There’s a persistent paradox in social attitudes towards science and technology: the more technological our culture becomes, the harder it seems to be to interest people in science and technology. Numbers of students taking science A levels continue to fall, and while university admissions soar, physics and chemistry departments at leading institutions close for lack of good students to teach. In the attempt to account for declining interest in science and technology, many point the finger at external factors. There is never any reference to the changing nature of science and technology itself.
This is a shame, because by focussing on external factors we miss what I believe is the heart of the problem, neatly summed up by Clark’s Law (Arthur C Clarke, the science fiction author): Any sufficiently developed technology is indistinguishable from magic. And the problem with magic is that it is not meant to be understood, except by a minority of initiates.
If you doubt Clarkes Law, look around you at your computer, your digital watch, and your mobile phone. Do you really understand how these things work?

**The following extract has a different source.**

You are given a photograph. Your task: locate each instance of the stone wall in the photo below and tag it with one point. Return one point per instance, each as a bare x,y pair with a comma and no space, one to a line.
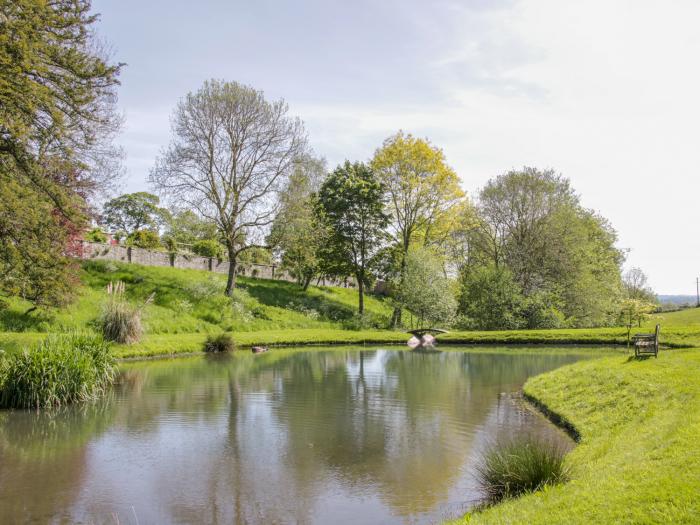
116,252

Consider the digital clock and its mechanical predecessor: If you take the works out of a mechanical clock you can pretty much discover how the thing works from first principles without needing much prior knowledge - John Harrison, the inventor of the Marine Chronometer taught himself clockmaking in pretty much this way - but take the back off a digital clock and you can stare at its circuit boards and chips from now till Domesday and be none the wiser. Granted, the digital clock will keep better time, but how it does it is, and for most people always will be, a mystery.
This suggests that technology (and science) might actually be self-limiting, in that as they becomes more complex they become comprehensible by, and interesting to, an ever decreasing circle of people until a point is reached where the next technological leap is stalled for want of sufficient skilled people to carry it forwards.